Safe Routes Scoop
Safe and Healthy Routes to School

School Nurses are Safe Routes Leaders

As the primary health official in all public and many private schools, school nurses are central to promoting childhood wellness. They are valuable members of many SRTS coalitions, as they see firsthand the health issues facing children today, like obesity and poor nutrition.


“A great way to get the message of ‘healthy living’ across is through lesson plans on specific topics, like nutrition or the environment,” says Barbara Lyons, a school nurse from Tenafly. Lyons has been working with curriculum advisors and physical education teachers in her school district to create healthy lifestyles and pollution units in 5th grade classrooms. “The goal is to increase awareness of health issues at an early age in order to instill healthy habits that will last a lifetime,” she said. Children often pass on this knowledge to family members and can encourage healthy behaviors in the home, she noted.

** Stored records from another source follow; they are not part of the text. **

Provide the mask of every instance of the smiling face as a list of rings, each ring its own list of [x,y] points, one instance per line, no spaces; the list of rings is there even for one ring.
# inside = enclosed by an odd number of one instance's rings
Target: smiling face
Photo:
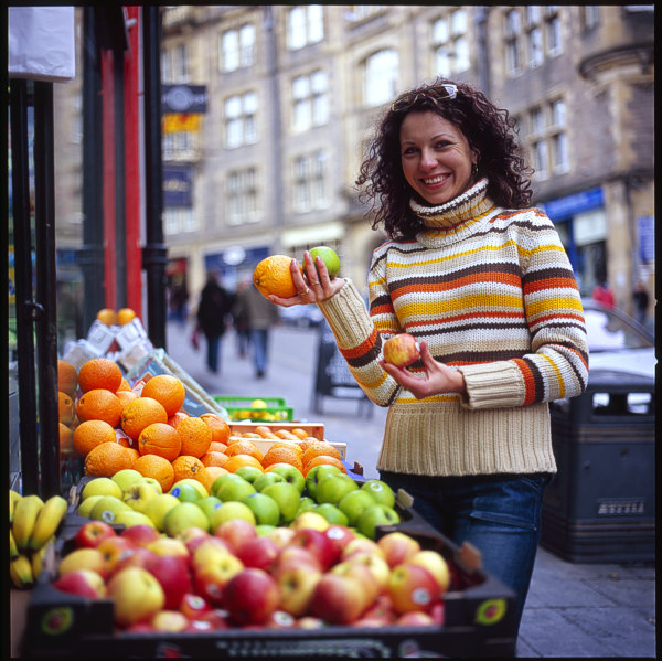
[[[473,185],[476,154],[462,131],[437,113],[409,113],[399,142],[405,179],[429,204],[444,204]]]

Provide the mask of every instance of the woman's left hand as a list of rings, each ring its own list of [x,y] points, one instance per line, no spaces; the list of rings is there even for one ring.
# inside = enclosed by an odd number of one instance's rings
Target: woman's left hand
[[[299,263],[296,259],[292,259],[290,264],[292,281],[299,294],[289,298],[282,298],[281,296],[271,294],[269,296],[271,302],[285,308],[297,305],[317,303],[331,298],[344,287],[344,278],[331,278],[327,265],[321,257],[318,256],[313,263],[312,256],[306,250],[303,254],[303,262],[306,264],[306,273],[310,274],[311,277],[307,277],[301,273]]]
[[[425,374],[417,375],[405,367],[397,367],[381,361],[380,364],[399,385],[408,390],[417,399],[445,393],[465,393],[466,384],[461,372],[436,361],[427,342],[420,342],[420,358]]]

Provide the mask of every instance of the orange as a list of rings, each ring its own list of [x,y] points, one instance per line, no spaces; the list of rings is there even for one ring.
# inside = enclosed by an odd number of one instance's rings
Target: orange
[[[57,413],[58,419],[64,425],[71,425],[74,422],[74,416],[76,415],[76,406],[74,401],[70,395],[63,393],[62,391],[57,392]]]
[[[224,475],[227,475],[227,471],[220,466],[205,466],[194,479],[207,490],[207,493],[211,493],[214,480]]]
[[[106,326],[113,326],[117,321],[115,310],[110,308],[104,308],[97,312],[97,319]]]
[[[205,466],[197,457],[180,455],[172,462],[172,468],[174,470],[174,481],[179,482],[184,478],[195,478]]]
[[[73,434],[74,450],[81,457],[86,457],[103,443],[116,441],[115,429],[104,420],[85,420],[74,429]]]
[[[171,416],[182,407],[186,397],[186,390],[177,376],[158,374],[148,380],[142,387],[141,396],[156,399],[162,404],[168,416]]]
[[[253,284],[257,290],[268,298],[270,294],[290,298],[298,291],[290,273],[291,257],[287,255],[271,255],[263,259],[253,271]],[[299,265],[301,273],[303,269]]]
[[[248,438],[227,446],[225,454],[228,457],[234,457],[235,455],[252,455],[258,461],[261,461],[264,457],[261,450]]]
[[[143,478],[158,480],[163,493],[170,491],[175,482],[174,467],[168,459],[159,457],[159,455],[141,455],[134,461],[131,468],[137,470]]]
[[[177,459],[181,447],[179,431],[168,423],[152,423],[138,437],[138,450],[141,455],[159,455],[168,461]]]
[[[269,448],[263,459],[263,467],[266,469],[271,463],[289,463],[300,471],[303,471],[303,462],[297,450],[292,448]]]
[[[118,443],[102,443],[87,452],[85,457],[85,475],[111,478],[117,471],[131,468],[134,461],[127,448]]]
[[[203,413],[200,417],[212,428],[212,440],[227,444],[229,425],[215,413]]]
[[[57,390],[66,393],[70,397],[75,397],[78,390],[76,367],[62,359],[57,359]]]
[[[93,358],[78,370],[78,385],[84,393],[99,387],[116,393],[121,380],[121,370],[108,358]]]
[[[342,472],[348,472],[348,469],[344,467],[344,463],[338,459],[337,457],[329,457],[328,455],[318,455],[313,457],[305,467],[303,467],[303,477],[308,475],[308,471],[314,466],[319,465],[330,465],[340,468]]]
[[[120,308],[117,310],[117,323],[118,326],[124,326],[125,323],[129,323],[132,319],[136,318],[136,312],[131,310],[131,308]]]
[[[182,438],[182,455],[202,457],[210,449],[212,430],[202,418],[197,416],[184,418],[178,423],[175,429]]]
[[[242,466],[255,466],[255,468],[264,470],[263,465],[253,455],[235,455],[223,465],[223,468],[227,472],[235,472]]]
[[[122,406],[119,397],[106,388],[95,388],[87,391],[76,404],[76,415],[78,419],[85,420],[106,420],[113,427],[119,424]]]
[[[74,433],[71,427],[60,423],[60,451],[65,452],[74,448]]]
[[[209,468],[210,466],[224,466],[229,457],[225,452],[216,452],[214,450],[205,452],[200,460]]]
[[[320,440],[319,443],[312,444],[305,452],[301,460],[303,461],[303,466],[306,466],[313,457],[318,455],[325,455],[327,457],[335,457],[340,459],[340,452],[325,440]]]
[[[167,423],[168,414],[161,404],[151,397],[137,397],[121,409],[121,428],[134,440],[152,423]]]

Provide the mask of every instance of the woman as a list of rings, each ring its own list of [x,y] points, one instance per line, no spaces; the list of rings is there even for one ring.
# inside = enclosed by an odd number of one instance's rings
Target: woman
[[[515,590],[519,626],[556,472],[547,403],[585,390],[588,349],[558,234],[528,207],[513,124],[466,84],[399,96],[357,180],[388,235],[370,267],[370,313],[320,259],[312,279],[292,264],[298,296],[271,300],[319,305],[361,387],[389,407],[382,479],[480,550]],[[401,332],[420,344],[409,370],[381,360]]]

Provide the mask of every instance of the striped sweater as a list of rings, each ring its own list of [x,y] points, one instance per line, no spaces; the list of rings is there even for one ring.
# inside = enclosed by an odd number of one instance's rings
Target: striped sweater
[[[424,227],[374,252],[370,313],[349,279],[319,303],[359,385],[389,407],[381,470],[556,472],[548,402],[588,381],[579,291],[549,218],[496,206],[487,184],[438,207],[412,202]],[[377,362],[399,332],[460,370],[467,393],[416,399],[402,388]]]

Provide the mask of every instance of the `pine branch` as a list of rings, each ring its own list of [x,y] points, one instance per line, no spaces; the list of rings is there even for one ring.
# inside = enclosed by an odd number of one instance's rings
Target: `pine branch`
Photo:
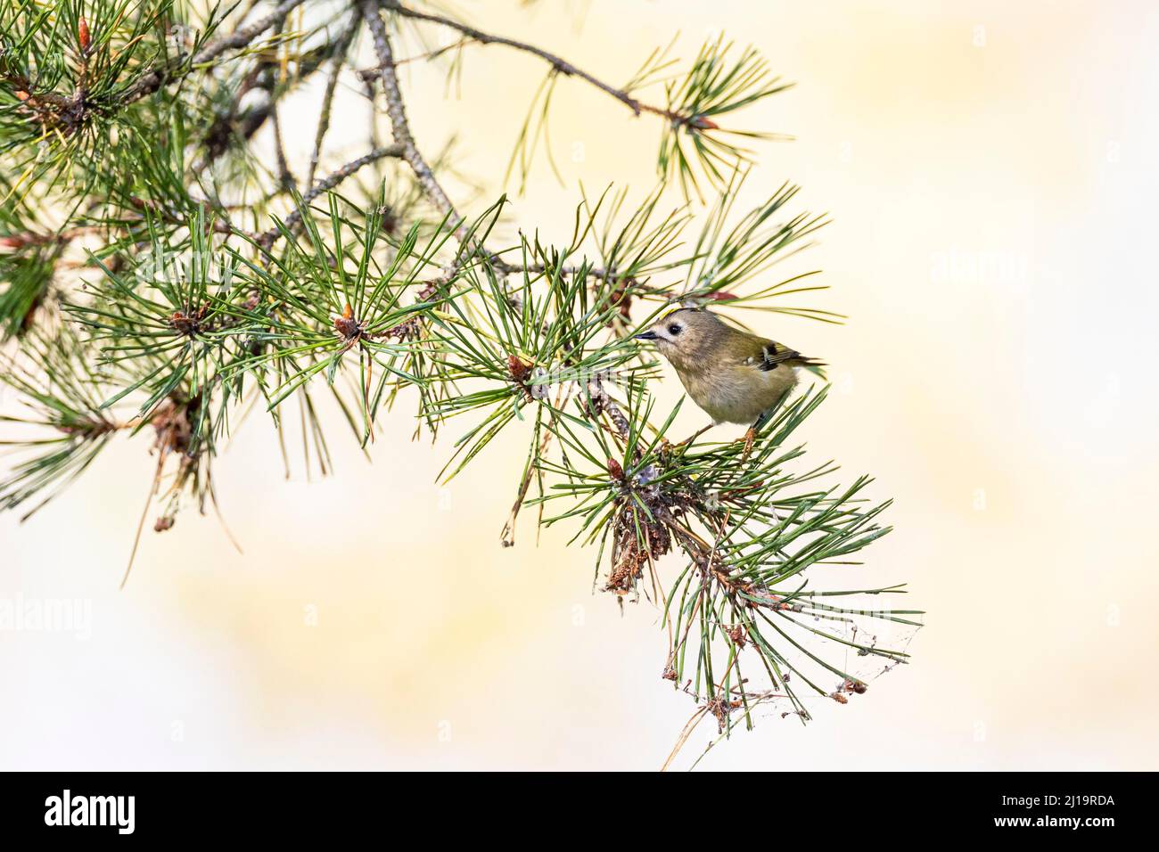
[[[415,138],[410,132],[410,124],[407,122],[407,110],[402,103],[402,93],[399,88],[399,78],[394,72],[394,52],[391,48],[391,39],[382,24],[382,17],[378,12],[378,0],[360,0],[363,19],[370,29],[374,42],[374,52],[379,60],[379,79],[382,81],[382,89],[386,92],[386,111],[391,118],[391,129],[394,133],[394,141],[402,146],[402,158],[407,161],[415,176],[422,184],[423,190],[433,202],[436,209],[451,221],[460,241],[467,238],[467,228],[462,217],[455,211],[443,187],[435,177],[435,173],[427,163]]]

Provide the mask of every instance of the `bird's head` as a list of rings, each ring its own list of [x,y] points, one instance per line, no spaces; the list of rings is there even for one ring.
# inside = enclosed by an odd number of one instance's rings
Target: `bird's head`
[[[681,307],[664,314],[635,338],[653,341],[670,362],[691,366],[712,351],[723,327],[716,314],[699,307]]]

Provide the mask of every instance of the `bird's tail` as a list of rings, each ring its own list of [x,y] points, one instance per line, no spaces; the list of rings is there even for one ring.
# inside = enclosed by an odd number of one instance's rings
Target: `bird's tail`
[[[803,367],[803,369],[808,370],[809,372],[811,372],[814,376],[818,376],[822,379],[826,378],[825,377],[825,370],[824,370],[824,367],[829,366],[829,364],[826,364],[823,361],[817,361],[816,358],[810,358],[807,355],[799,355],[797,357],[793,358],[793,361],[790,361],[789,363],[793,366]]]

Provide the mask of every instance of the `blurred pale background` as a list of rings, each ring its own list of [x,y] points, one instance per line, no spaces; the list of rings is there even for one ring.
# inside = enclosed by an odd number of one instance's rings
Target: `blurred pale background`
[[[802,209],[832,213],[801,264],[832,286],[814,304],[850,321],[758,322],[833,365],[803,436],[815,459],[896,498],[896,532],[853,570],[907,581],[927,627],[913,663],[865,697],[816,704],[804,728],[766,719],[701,765],[1159,769],[1159,9],[459,8],[613,81],[678,30],[684,58],[723,30],[797,82],[735,122],[796,137],[758,147],[748,197],[788,179]],[[442,75],[410,66],[420,143],[460,130],[462,169],[496,194],[542,71],[472,49],[461,97],[444,100]],[[298,101],[302,126],[315,94]],[[358,99],[345,109],[359,116]],[[512,225],[564,239],[577,180],[649,185],[658,130],[568,80],[553,116],[568,183],[541,162]],[[357,153],[363,122],[345,126]],[[305,151],[312,130],[291,136]],[[659,679],[655,611],[621,617],[592,595],[595,554],[566,549],[563,530],[537,548],[525,525],[498,546],[526,436],[512,430],[444,491],[447,444],[407,443],[409,430],[389,421],[373,464],[334,430],[337,475],[307,483],[297,461],[284,482],[270,430],[250,421],[216,466],[246,555],[185,512],[146,533],[121,594],[147,438],[29,523],[0,518],[0,597],[92,600],[87,639],[0,632],[0,765],[658,767],[693,707]]]

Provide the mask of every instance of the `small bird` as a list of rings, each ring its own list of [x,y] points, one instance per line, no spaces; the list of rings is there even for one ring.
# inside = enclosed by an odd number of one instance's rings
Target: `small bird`
[[[656,343],[659,354],[676,367],[684,389],[713,418],[713,425],[749,425],[745,459],[757,430],[796,385],[796,369],[818,371],[825,366],[699,307],[671,311],[635,338]]]

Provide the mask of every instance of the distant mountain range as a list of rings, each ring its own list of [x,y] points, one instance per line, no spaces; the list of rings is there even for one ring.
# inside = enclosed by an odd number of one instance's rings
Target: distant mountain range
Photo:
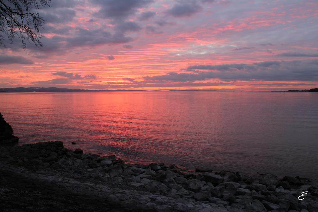
[[[51,87],[48,88],[37,87],[30,87],[28,88],[24,88],[20,87],[18,88],[0,88],[0,92],[107,92],[107,91],[150,91],[145,90],[89,90],[84,89],[70,89],[69,88],[59,88],[55,87]],[[173,90],[167,91],[221,91],[214,90]]]
[[[309,90],[288,90],[288,91],[272,91],[272,92],[318,92],[318,88],[312,88]]]

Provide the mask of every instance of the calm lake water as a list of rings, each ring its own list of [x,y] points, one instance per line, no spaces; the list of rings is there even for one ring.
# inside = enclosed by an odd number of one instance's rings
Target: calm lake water
[[[127,162],[316,178],[317,106],[309,93],[0,93],[19,145],[58,140]]]

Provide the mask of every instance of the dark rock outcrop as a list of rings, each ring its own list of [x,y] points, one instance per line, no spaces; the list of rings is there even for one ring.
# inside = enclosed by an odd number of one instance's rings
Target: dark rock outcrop
[[[13,135],[12,127],[0,113],[0,144],[17,142],[19,138]]]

Local Example: Garfield Health Department’s F.U.N. initiative Partnerships between New Jersey municipalities, community organizations and school districts have also had a positive impact on improving physical health throughout the state. The Garfield Health Department, together with the city’s Parks and Recreation Department, the YMCA, the Boys and Girls Club and

the Ramapo College Nursing Program, has initiated a program called “Garfield Fitness, Unity, Nutrition” (F.U.N.) [], which aims to promote healthy living in the community through diet and exercise.


Give Students an Active Project One component of the F.U.N. project is the use of interactive mapping to encourage kids to walk and cycle to school. Although Garfield boasts a great walking environment, community members were surprised to find out that less than half of Garfield’s students walked to school.


As part of the project, children in the Garfield YMCA’s before-school program were assigned to document the street and sidewalk conditions in their community. Using cameras and a computer purchased with the SRTS grant, the children take pictures on their walk to school and upload them the following day at the before-school program.


“Through the interactive mapping, the children are having fun as they discover new technology, explore their communities and get regular exercise,” explains F.U.N.’s program coordinator, Darleen Reveille. As the project progresses, the maps will contain a wealth of information including pictures and locations of traffic signals, crossing guards, important buildings, local businesses, healthy restaurants and other SRTS-related sites.